- Born: Michael C. Corcoran 1967 (age 58–59) Toronto, Ontario, Canada
- Education: Saint Leo University
- Occupations: Lobbyist; fundraiser;
- Spouse: Jessica Corcoran
- Children: 4
- Relatives: Jacqueline Corcoran (sister) Richard Corcoran (brother)

= Michael Corcoran (lobbyist) =

Florida lobbyist and fundraiser

Michael C. Corcoran (born 1967) is an American Republican lobbyist and fundraiser based in Florida.

== Background ==
Corcoran was born in Toronto, Canada. He received a business degree in 1990 from Saint Leo University. He worked in marketing in Dallas and in Santiago, Chile. He was a fundraiser for the Republican Party of Florida under Daniel Webster. From 1992, he was legislative aide in Florida House District 62 to Buddy Johnson and (from 1996) to former House Speaker Johnnie Byrd. He then worked as a legislative and governmental affairs consultant for Metz, Hauser & Husband PA.

== Lobbying career ==
Corcoran founded Corcoran & Associates with his wife Jessica Ray Corcoran (b. 1972) in 2001. His early business was buoyed by easy access to his ally Byrd, who became House Speaker in 2002. This influence was criticized, as was Byrd's hiring of Corcoran's sister Jacqueline ("Jackie").

With the addition of Jeff Johnson, the firm became Corcoran & Johnson.

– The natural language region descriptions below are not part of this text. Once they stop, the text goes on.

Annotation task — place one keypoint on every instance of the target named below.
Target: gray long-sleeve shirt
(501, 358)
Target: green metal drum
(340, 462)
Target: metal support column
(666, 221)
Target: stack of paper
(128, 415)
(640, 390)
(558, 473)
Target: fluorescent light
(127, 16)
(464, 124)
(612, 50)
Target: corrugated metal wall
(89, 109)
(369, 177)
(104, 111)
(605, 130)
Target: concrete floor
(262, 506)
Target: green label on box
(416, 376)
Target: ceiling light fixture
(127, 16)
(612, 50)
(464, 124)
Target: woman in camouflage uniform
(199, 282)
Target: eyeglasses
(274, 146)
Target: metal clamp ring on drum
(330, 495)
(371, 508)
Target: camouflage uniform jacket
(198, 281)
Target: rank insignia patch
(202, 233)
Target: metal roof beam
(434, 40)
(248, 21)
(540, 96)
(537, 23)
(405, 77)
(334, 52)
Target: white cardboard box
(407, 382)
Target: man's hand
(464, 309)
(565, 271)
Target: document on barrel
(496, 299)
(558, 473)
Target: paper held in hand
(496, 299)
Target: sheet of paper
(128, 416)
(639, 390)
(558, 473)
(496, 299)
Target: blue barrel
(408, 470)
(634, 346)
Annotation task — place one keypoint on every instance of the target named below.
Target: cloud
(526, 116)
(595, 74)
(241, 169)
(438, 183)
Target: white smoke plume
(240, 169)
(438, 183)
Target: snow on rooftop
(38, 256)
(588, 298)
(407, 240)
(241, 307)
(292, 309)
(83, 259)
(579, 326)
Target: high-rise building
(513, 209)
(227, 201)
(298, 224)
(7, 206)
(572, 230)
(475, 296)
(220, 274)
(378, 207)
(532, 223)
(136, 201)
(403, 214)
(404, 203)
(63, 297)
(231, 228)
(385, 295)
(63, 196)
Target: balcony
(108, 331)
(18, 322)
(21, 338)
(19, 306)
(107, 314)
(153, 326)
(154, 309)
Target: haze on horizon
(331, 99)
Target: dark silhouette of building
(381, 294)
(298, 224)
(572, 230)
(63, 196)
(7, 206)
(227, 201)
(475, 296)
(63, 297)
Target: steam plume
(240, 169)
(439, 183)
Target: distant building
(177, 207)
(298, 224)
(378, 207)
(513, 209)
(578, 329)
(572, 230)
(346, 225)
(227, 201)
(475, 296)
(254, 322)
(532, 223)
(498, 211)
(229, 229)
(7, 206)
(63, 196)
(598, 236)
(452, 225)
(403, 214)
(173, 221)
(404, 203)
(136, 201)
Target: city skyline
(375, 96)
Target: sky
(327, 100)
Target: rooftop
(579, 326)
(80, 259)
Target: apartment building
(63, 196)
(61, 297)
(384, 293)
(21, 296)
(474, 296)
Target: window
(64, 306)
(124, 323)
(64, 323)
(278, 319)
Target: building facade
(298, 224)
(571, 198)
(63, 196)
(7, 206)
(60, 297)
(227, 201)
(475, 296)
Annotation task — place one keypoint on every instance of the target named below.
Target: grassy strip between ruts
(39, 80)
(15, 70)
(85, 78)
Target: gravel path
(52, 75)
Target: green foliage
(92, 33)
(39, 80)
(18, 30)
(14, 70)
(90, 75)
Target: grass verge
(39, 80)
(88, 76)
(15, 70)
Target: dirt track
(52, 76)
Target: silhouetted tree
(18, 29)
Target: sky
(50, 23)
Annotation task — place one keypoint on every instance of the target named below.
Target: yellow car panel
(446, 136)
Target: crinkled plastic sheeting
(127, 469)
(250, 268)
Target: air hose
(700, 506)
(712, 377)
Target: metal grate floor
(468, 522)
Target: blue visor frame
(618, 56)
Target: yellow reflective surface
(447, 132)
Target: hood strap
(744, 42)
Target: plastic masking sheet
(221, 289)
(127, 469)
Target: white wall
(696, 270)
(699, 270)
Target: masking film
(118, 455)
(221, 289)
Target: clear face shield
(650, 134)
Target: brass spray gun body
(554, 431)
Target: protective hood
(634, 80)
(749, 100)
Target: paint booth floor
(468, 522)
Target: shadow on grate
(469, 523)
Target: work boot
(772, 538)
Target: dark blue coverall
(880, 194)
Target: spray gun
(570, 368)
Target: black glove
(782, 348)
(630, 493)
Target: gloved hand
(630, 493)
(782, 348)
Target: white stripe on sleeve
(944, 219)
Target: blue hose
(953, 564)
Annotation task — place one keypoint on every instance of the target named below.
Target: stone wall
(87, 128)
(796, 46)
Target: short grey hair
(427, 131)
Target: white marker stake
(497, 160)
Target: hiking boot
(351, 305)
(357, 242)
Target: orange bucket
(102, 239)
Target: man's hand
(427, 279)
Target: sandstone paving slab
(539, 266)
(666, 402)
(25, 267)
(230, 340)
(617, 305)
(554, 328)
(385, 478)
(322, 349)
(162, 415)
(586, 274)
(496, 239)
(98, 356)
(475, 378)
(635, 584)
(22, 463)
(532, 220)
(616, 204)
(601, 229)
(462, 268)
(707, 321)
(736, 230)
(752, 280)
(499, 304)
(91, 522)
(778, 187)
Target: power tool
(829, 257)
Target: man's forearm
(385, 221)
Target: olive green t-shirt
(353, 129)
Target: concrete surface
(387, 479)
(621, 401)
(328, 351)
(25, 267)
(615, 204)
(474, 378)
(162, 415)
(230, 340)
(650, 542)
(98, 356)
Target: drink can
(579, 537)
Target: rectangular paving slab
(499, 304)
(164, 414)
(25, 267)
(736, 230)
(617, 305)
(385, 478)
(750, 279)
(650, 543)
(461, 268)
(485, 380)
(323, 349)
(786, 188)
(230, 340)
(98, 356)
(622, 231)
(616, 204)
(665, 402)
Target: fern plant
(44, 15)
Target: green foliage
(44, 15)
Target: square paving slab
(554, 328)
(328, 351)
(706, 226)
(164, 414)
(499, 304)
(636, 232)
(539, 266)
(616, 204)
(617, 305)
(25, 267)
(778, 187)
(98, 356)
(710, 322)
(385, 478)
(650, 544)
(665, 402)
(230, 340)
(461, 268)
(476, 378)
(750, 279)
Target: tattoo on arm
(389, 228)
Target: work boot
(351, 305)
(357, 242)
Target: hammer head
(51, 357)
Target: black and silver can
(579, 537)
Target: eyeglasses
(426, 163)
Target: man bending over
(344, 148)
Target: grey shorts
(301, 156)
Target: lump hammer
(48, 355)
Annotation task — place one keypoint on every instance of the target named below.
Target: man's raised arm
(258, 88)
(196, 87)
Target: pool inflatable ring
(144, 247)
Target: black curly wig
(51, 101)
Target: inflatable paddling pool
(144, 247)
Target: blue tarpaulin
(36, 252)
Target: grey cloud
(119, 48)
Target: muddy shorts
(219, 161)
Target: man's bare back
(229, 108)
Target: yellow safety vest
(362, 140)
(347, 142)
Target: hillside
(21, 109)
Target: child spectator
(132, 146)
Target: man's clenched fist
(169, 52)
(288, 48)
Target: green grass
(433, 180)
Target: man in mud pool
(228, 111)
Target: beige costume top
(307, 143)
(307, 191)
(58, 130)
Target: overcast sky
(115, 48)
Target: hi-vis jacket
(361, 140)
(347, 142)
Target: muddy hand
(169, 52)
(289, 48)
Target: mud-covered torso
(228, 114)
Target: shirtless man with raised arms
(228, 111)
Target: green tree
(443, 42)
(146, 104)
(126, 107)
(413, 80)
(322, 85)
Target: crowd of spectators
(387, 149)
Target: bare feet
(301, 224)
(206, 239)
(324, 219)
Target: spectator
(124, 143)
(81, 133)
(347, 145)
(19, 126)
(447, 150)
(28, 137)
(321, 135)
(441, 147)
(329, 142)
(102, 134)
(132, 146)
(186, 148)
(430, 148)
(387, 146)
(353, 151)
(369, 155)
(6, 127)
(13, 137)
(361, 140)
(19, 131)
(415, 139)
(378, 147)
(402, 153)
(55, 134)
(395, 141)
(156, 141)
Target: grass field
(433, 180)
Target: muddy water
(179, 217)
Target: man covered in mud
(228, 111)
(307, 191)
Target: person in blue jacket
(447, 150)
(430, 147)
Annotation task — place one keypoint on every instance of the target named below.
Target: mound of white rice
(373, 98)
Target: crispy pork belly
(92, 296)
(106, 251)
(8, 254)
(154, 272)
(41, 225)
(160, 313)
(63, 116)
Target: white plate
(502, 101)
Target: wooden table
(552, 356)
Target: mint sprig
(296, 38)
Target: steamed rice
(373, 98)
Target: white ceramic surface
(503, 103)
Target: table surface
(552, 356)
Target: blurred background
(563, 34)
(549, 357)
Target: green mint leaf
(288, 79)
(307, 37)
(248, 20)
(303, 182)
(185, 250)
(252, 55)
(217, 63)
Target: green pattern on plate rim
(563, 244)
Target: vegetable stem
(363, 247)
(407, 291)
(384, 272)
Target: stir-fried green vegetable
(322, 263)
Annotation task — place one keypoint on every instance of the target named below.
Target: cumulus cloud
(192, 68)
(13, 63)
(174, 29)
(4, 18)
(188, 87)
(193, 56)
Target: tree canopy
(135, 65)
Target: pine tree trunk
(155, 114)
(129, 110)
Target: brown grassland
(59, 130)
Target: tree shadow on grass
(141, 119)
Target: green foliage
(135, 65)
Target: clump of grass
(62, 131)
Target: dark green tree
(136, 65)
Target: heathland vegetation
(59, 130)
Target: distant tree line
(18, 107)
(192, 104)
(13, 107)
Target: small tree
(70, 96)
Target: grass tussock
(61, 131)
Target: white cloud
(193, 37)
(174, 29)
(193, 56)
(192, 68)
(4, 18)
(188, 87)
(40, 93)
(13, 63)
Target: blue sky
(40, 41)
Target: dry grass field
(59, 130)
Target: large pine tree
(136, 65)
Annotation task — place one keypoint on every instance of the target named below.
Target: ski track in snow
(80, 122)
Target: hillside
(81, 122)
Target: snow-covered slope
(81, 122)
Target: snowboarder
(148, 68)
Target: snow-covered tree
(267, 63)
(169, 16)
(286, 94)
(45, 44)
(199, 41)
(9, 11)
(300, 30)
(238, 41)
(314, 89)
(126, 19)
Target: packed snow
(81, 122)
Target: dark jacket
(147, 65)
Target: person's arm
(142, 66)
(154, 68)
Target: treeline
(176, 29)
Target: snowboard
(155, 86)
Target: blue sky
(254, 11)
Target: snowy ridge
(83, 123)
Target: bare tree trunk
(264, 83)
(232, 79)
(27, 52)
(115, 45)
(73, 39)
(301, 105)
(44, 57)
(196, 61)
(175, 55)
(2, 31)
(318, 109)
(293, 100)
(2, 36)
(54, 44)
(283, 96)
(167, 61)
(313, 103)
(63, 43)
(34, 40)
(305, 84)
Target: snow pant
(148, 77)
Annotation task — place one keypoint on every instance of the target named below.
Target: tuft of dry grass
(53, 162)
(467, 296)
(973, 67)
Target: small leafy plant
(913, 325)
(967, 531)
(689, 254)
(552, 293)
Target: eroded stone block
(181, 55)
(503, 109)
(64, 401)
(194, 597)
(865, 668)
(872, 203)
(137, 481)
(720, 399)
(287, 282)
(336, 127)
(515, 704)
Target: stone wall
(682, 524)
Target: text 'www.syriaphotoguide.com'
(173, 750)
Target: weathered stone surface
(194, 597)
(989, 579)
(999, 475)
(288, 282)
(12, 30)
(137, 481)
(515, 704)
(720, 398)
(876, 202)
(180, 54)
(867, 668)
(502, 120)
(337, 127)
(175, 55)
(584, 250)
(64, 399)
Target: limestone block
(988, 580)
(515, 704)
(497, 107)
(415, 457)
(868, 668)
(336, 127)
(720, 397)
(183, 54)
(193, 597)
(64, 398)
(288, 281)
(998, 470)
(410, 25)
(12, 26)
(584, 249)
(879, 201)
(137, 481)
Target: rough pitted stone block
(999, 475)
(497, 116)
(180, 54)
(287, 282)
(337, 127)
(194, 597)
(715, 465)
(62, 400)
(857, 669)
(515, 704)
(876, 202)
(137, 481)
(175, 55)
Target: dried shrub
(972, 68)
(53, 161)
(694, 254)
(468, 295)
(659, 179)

In 2019, the firm was rebranded Corcoran Partners.

In 2021, Corcoran Partners took in $5.9 million in lobbying fees. Corcoran & Johnson's revenue expanded considerably in 2018. In 2012, the firm generated $2.4 million in legislative fees.

Corcoran is the capital lobbyist for a nonprofit owned by the husband of Sarasota County Commissioner Teresa Mast and in August 2025, he was one of only two applicants entering the bidding for the capital lobbyist for Sarasota County due to issuance of the county invitation as a private bid sent only to six firms. After public disclosure, the bidding process is now rescheduled.

== Political committees ==
Corcoran chairs the Building a Better Florida political committee. He chaired Florida Attorney General Ashley Moody's Finance Committee in 2017 and her Inauguration Committee in 2019. Corcoran was also a prominent supporter of Marco Rubio.

== Personal life ==
Michael and Jessica met while campaigning for Republican state representative Buddy Johnson. The couple has four children. They reside in Odessa, Florida.

His brother Richard Corcoran is a former lobbyist, a former speaker of the Florida House, and currently president of New College of Florida in Sarasota, Florida. His sister Jacqueline Corcoran is also a lobbyist with his firm.